Les Spéculateurs

The Salt of the Earth

Réalisateur : D . W. Griffith

Avec : Frank Powell, Grace Henderson, James Kirkwood…

Genre : Drame ; Campagne vs. ville

Durée : 14 minutes

Sortie : 1909

Synopsis

Après avoir spéculé sur les cours du blé, un capitaliste reçoit son juste châtiment.

Critique

Pour quiconque s’intéresse un tant soit peu au cinéma, David Wark Griffith est un passage forcé. D’abord pour Birth of a Nation, puis les plus curieux iront voir Intolerance, et éventuellement le reste. Pour ma part, c’est avec ce court-métrage, plus rapide à regarder, plus facile à trouver également (même si Intolerance traîne sur mon étagère depuis quelques semaines). Je passerai à ceux qui l’ont posé comme étape dans l’histoire du cinéma plus tard, tant pis.

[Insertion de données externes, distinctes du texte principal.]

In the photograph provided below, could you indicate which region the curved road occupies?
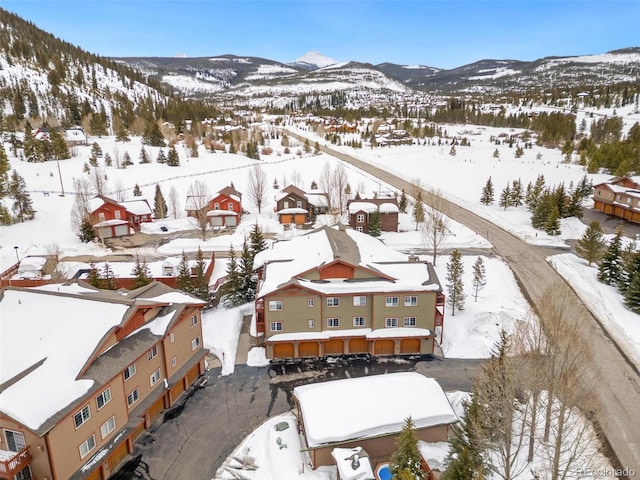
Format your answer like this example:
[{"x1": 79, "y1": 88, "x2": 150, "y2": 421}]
[{"x1": 287, "y1": 130, "x2": 640, "y2": 475}]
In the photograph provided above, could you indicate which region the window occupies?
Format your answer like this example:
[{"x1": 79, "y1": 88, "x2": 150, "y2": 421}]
[
  {"x1": 296, "y1": 200, "x2": 303, "y2": 208},
  {"x1": 404, "y1": 296, "x2": 418, "y2": 306},
  {"x1": 124, "y1": 363, "x2": 136, "y2": 381},
  {"x1": 213, "y1": 202, "x2": 220, "y2": 210},
  {"x1": 353, "y1": 316, "x2": 366, "y2": 327},
  {"x1": 385, "y1": 296, "x2": 399, "y2": 307},
  {"x1": 283, "y1": 201, "x2": 289, "y2": 209},
  {"x1": 228, "y1": 202, "x2": 234, "y2": 211},
  {"x1": 169, "y1": 332, "x2": 175, "y2": 343},
  {"x1": 307, "y1": 298, "x2": 315, "y2": 307},
  {"x1": 190, "y1": 315, "x2": 199, "y2": 328},
  {"x1": 79, "y1": 435, "x2": 96, "y2": 459},
  {"x1": 147, "y1": 345, "x2": 158, "y2": 361},
  {"x1": 127, "y1": 388, "x2": 140, "y2": 407},
  {"x1": 269, "y1": 300, "x2": 283, "y2": 311},
  {"x1": 327, "y1": 297, "x2": 340, "y2": 307},
  {"x1": 114, "y1": 210, "x2": 121, "y2": 219},
  {"x1": 96, "y1": 388, "x2": 112, "y2": 410},
  {"x1": 73, "y1": 405, "x2": 91, "y2": 429},
  {"x1": 192, "y1": 337, "x2": 200, "y2": 350},
  {"x1": 385, "y1": 317, "x2": 398, "y2": 327},
  {"x1": 404, "y1": 317, "x2": 417, "y2": 327},
  {"x1": 353, "y1": 295, "x2": 367, "y2": 306},
  {"x1": 171, "y1": 356, "x2": 177, "y2": 367},
  {"x1": 150, "y1": 368, "x2": 161, "y2": 386},
  {"x1": 327, "y1": 318, "x2": 340, "y2": 328},
  {"x1": 356, "y1": 226, "x2": 363, "y2": 233},
  {"x1": 307, "y1": 319, "x2": 315, "y2": 328},
  {"x1": 356, "y1": 213, "x2": 365, "y2": 223},
  {"x1": 270, "y1": 321, "x2": 283, "y2": 332},
  {"x1": 4, "y1": 430, "x2": 26, "y2": 452},
  {"x1": 100, "y1": 416, "x2": 116, "y2": 439}
]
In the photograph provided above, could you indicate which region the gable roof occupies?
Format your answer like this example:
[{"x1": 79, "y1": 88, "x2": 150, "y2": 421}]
[
  {"x1": 88, "y1": 195, "x2": 125, "y2": 214},
  {"x1": 217, "y1": 184, "x2": 242, "y2": 200}
]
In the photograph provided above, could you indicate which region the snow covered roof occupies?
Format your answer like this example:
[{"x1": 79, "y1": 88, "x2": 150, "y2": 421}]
[
  {"x1": 277, "y1": 208, "x2": 308, "y2": 214},
  {"x1": 379, "y1": 202, "x2": 400, "y2": 213},
  {"x1": 121, "y1": 199, "x2": 152, "y2": 215},
  {"x1": 255, "y1": 226, "x2": 440, "y2": 298},
  {"x1": 331, "y1": 447, "x2": 374, "y2": 480},
  {"x1": 0, "y1": 289, "x2": 131, "y2": 430},
  {"x1": 305, "y1": 193, "x2": 329, "y2": 208},
  {"x1": 348, "y1": 202, "x2": 378, "y2": 214},
  {"x1": 18, "y1": 256, "x2": 47, "y2": 272},
  {"x1": 268, "y1": 327, "x2": 431, "y2": 343},
  {"x1": 88, "y1": 196, "x2": 106, "y2": 212},
  {"x1": 207, "y1": 209, "x2": 238, "y2": 217},
  {"x1": 294, "y1": 372, "x2": 457, "y2": 448},
  {"x1": 93, "y1": 219, "x2": 129, "y2": 227}
]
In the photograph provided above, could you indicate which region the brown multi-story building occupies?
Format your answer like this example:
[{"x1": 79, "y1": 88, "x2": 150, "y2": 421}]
[
  {"x1": 347, "y1": 197, "x2": 400, "y2": 234},
  {"x1": 592, "y1": 176, "x2": 640, "y2": 224},
  {"x1": 0, "y1": 282, "x2": 208, "y2": 480},
  {"x1": 275, "y1": 185, "x2": 329, "y2": 225},
  {"x1": 253, "y1": 225, "x2": 445, "y2": 361}
]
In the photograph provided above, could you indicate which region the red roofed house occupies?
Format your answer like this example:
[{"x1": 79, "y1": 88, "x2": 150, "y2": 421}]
[
  {"x1": 89, "y1": 196, "x2": 154, "y2": 239},
  {"x1": 186, "y1": 185, "x2": 243, "y2": 227}
]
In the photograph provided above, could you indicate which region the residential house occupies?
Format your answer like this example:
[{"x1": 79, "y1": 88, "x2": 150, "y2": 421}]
[
  {"x1": 88, "y1": 196, "x2": 154, "y2": 239},
  {"x1": 293, "y1": 372, "x2": 457, "y2": 469},
  {"x1": 347, "y1": 197, "x2": 399, "y2": 234},
  {"x1": 275, "y1": 185, "x2": 329, "y2": 225},
  {"x1": 0, "y1": 282, "x2": 208, "y2": 480},
  {"x1": 65, "y1": 128, "x2": 88, "y2": 147},
  {"x1": 185, "y1": 185, "x2": 243, "y2": 227},
  {"x1": 592, "y1": 176, "x2": 640, "y2": 224},
  {"x1": 253, "y1": 225, "x2": 445, "y2": 361}
]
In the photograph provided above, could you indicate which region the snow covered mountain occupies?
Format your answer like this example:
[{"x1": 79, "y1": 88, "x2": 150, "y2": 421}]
[{"x1": 289, "y1": 51, "x2": 337, "y2": 70}]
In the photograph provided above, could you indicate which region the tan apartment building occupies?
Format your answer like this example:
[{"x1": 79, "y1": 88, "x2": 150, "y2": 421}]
[
  {"x1": 253, "y1": 225, "x2": 445, "y2": 361},
  {"x1": 592, "y1": 176, "x2": 640, "y2": 224},
  {"x1": 0, "y1": 282, "x2": 208, "y2": 480}
]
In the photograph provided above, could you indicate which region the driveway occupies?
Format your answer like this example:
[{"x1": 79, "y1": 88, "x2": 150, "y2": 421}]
[{"x1": 112, "y1": 357, "x2": 481, "y2": 480}]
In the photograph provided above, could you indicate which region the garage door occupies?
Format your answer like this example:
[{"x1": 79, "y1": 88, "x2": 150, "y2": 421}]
[
  {"x1": 348, "y1": 338, "x2": 369, "y2": 354},
  {"x1": 210, "y1": 216, "x2": 223, "y2": 226},
  {"x1": 108, "y1": 439, "x2": 129, "y2": 472},
  {"x1": 280, "y1": 214, "x2": 292, "y2": 223},
  {"x1": 226, "y1": 216, "x2": 237, "y2": 226},
  {"x1": 171, "y1": 380, "x2": 185, "y2": 403},
  {"x1": 273, "y1": 342, "x2": 295, "y2": 359},
  {"x1": 98, "y1": 227, "x2": 113, "y2": 239},
  {"x1": 400, "y1": 338, "x2": 421, "y2": 354},
  {"x1": 85, "y1": 466, "x2": 102, "y2": 480},
  {"x1": 114, "y1": 224, "x2": 129, "y2": 237},
  {"x1": 373, "y1": 340, "x2": 395, "y2": 355},
  {"x1": 187, "y1": 363, "x2": 200, "y2": 385},
  {"x1": 323, "y1": 339, "x2": 344, "y2": 355},
  {"x1": 148, "y1": 395, "x2": 165, "y2": 423},
  {"x1": 299, "y1": 341, "x2": 319, "y2": 358},
  {"x1": 294, "y1": 214, "x2": 306, "y2": 224}
]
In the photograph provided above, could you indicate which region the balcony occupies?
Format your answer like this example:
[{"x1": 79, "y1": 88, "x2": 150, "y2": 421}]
[{"x1": 0, "y1": 446, "x2": 32, "y2": 478}]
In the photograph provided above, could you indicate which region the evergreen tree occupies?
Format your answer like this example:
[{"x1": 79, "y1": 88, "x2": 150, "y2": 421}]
[
  {"x1": 249, "y1": 223, "x2": 267, "y2": 256},
  {"x1": 89, "y1": 113, "x2": 108, "y2": 137},
  {"x1": 399, "y1": 188, "x2": 408, "y2": 213},
  {"x1": 49, "y1": 128, "x2": 70, "y2": 160},
  {"x1": 492, "y1": 148, "x2": 500, "y2": 158},
  {"x1": 156, "y1": 149, "x2": 167, "y2": 164},
  {"x1": 122, "y1": 151, "x2": 132, "y2": 166},
  {"x1": 624, "y1": 270, "x2": 640, "y2": 313},
  {"x1": 441, "y1": 396, "x2": 486, "y2": 480},
  {"x1": 139, "y1": 146, "x2": 150, "y2": 164},
  {"x1": 192, "y1": 247, "x2": 212, "y2": 306},
  {"x1": 87, "y1": 262, "x2": 102, "y2": 288},
  {"x1": 310, "y1": 180, "x2": 318, "y2": 190},
  {"x1": 115, "y1": 125, "x2": 130, "y2": 143},
  {"x1": 413, "y1": 192, "x2": 425, "y2": 230},
  {"x1": 390, "y1": 417, "x2": 425, "y2": 480},
  {"x1": 472, "y1": 256, "x2": 487, "y2": 302},
  {"x1": 565, "y1": 187, "x2": 584, "y2": 218},
  {"x1": 498, "y1": 184, "x2": 511, "y2": 210},
  {"x1": 368, "y1": 208, "x2": 382, "y2": 237},
  {"x1": 480, "y1": 177, "x2": 494, "y2": 205},
  {"x1": 90, "y1": 142, "x2": 103, "y2": 159},
  {"x1": 544, "y1": 205, "x2": 561, "y2": 235},
  {"x1": 104, "y1": 153, "x2": 112, "y2": 167},
  {"x1": 142, "y1": 121, "x2": 166, "y2": 146},
  {"x1": 449, "y1": 145, "x2": 457, "y2": 156},
  {"x1": 133, "y1": 184, "x2": 142, "y2": 196},
  {"x1": 531, "y1": 191, "x2": 553, "y2": 230},
  {"x1": 221, "y1": 246, "x2": 243, "y2": 306},
  {"x1": 314, "y1": 141, "x2": 321, "y2": 154},
  {"x1": 167, "y1": 147, "x2": 180, "y2": 166},
  {"x1": 552, "y1": 183, "x2": 567, "y2": 218},
  {"x1": 100, "y1": 262, "x2": 118, "y2": 290},
  {"x1": 525, "y1": 174, "x2": 546, "y2": 212},
  {"x1": 154, "y1": 184, "x2": 168, "y2": 219},
  {"x1": 273, "y1": 178, "x2": 279, "y2": 190},
  {"x1": 8, "y1": 170, "x2": 35, "y2": 222},
  {"x1": 575, "y1": 221, "x2": 606, "y2": 266},
  {"x1": 239, "y1": 240, "x2": 257, "y2": 303},
  {"x1": 0, "y1": 144, "x2": 10, "y2": 198},
  {"x1": 618, "y1": 241, "x2": 639, "y2": 294},
  {"x1": 509, "y1": 178, "x2": 523, "y2": 207},
  {"x1": 131, "y1": 255, "x2": 152, "y2": 289},
  {"x1": 598, "y1": 229, "x2": 624, "y2": 285},
  {"x1": 79, "y1": 218, "x2": 96, "y2": 243},
  {"x1": 303, "y1": 138, "x2": 311, "y2": 153},
  {"x1": 446, "y1": 249, "x2": 465, "y2": 316},
  {"x1": 176, "y1": 251, "x2": 193, "y2": 293}
]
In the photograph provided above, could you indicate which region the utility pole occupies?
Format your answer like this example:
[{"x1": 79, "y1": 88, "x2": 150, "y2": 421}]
[{"x1": 55, "y1": 155, "x2": 65, "y2": 197}]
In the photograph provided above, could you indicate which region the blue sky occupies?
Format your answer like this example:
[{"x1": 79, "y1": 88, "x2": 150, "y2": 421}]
[{"x1": 2, "y1": 0, "x2": 639, "y2": 69}]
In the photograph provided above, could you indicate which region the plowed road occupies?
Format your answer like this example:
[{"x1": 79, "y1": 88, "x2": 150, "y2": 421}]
[{"x1": 287, "y1": 130, "x2": 640, "y2": 475}]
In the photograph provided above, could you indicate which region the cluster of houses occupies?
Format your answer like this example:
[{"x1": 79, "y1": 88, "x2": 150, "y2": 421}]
[{"x1": 592, "y1": 176, "x2": 640, "y2": 224}]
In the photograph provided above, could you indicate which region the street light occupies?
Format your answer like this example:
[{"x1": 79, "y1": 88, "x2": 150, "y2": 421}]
[{"x1": 13, "y1": 246, "x2": 19, "y2": 264}]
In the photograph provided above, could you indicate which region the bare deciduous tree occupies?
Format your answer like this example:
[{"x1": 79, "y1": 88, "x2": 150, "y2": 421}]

Les Spéculateurs est un film d’apparence simple, qui part du principe d’opposition entre classe paysanne, liée à la terre et à la culture de celle-ci, et classe financière, qui exploite ce qui est tiré de cette terre. Le dispositif employé par Griffith, de montage parallèle, semble assez innovant pour l’époque, de là à dire que c’est le premier cinéaste ou film à s’y risquer, je n’en sais foutre rien. Le film fonctionne principalement sur cette dichotomie et tous les éléments participent à cette opposition. La musique est la plus évidente : mélancolique, lente triste lorsque le cinéaste s’attarde sur la classe laborieuse, bien plus enjouée, saccadée, dansante lorsqu’elle s’attache aux plus aisés. Ces choix sonnent juste, sans audace, avec de l’évocation somme toute assez simpliste et une corrélation son/visuel sans surprise. Il y a aussi la question du cadre : là où, la plupart du temps, la classe laborieuse est dans l’immobilité (très beau plan lorsque tous sont dans la boulangerie), c’est le désordre, le mouvement, voire le chaos qui anime les scènes des plus riches. Les plans de ferme du départ sont particulièrement frappants sur ce point : l’espace est vide et chaque individu est identifiable, petit dans la nature (magnifique plan fixe de marche vers la caméra où l’humain, d’abord réduit à un point, prend de l’ampleur dans le cadre, suivi par les chevaux de trait) ; de l’autre côté, aucun n’est identifié, tous se mélangent, l’humain qui existe au sein de l’essentiel (la terre) est perdu lorsqu’il est écrasé par l’abstrait, l’argent, qui le transforme en foule où plus personne ne se reconnaît, où tous se confondent. Les plans de révolte de la classe laborieuse sont plus dans le mouvement, il y a plus de monde, mais tout est plus organisé, les mouvements sont régulés, les gens se croisent peu, ils ne sont pas interchangeables.

Le semeur Michel

Tout ce dispositif au service d’une morale moralisatrice au service du peuple contre ceux qui l’exploitent, mais à travers des symboles assez bien trouvés. A table, il y a les vestiges de cette terre avec les fleurs, alors que les spéculateurs ne savent plus ce qu’ils mangent ni d’où cela vient. Ce repas, il leur vient des paysans exploités qui eux ne peuvent plus se payer un bout de pain, alors que c’est d’eux que vient la substance. Diatribe envers un capitalisme qui fait disparaître l’humain au profit du profit, c’est sur le retour à la terre que s’achève l’attaque. Le spéculateur, trop heureux de la fortune que lui rapporte l’exploitation de ceux qu’ils visitent par curiosité animale avec ses amis (sortie du dimanche, la musique enjouée pénètre alors dans l’espace de la misère, ils ne sont pas avec des humains mais avec des outils), il finit enseveli par son argent, par ce qui le lui rapportait. Les visiteurs sont d’ailleurs tellement interchangeables, sans humanité, que nul ne remarque d’abord sa disparition. Un de plus, un de moins…

Dernier plan de retour à la terre, qui en parallèle à ceux du tout début : l’homme, qui ne peut manger, qui ne peut rapporter de pain chez lui, est désormais seul. Il a ses hectares à ensemencer, à la manière des sujets de Millet, et sur ces hectares de culture il n’a aucun retour. Et pourtant, que peut-il faire d’autre ? Talent de l’ellipse et de la suggestion : les autres, les chevaux, sont-ils morts de faim ? Mangés ? Ou bien en train de prier, seule nourriture qui reste à la classe du travail qui revient les mains vides et les met d’instinct en position du Notre Père dominical ?

Court-métrage à valeur historique, Les Spéculateurs parvient à dépasser ce statut. Sans être d’une subtilité ahurissante dans son propos et sa mise au service du peuple de la terre, il parvient à mettre un dispositif de montage au service de son discours, qu’on retrouvera par exemple plus tard chez Eisenstein.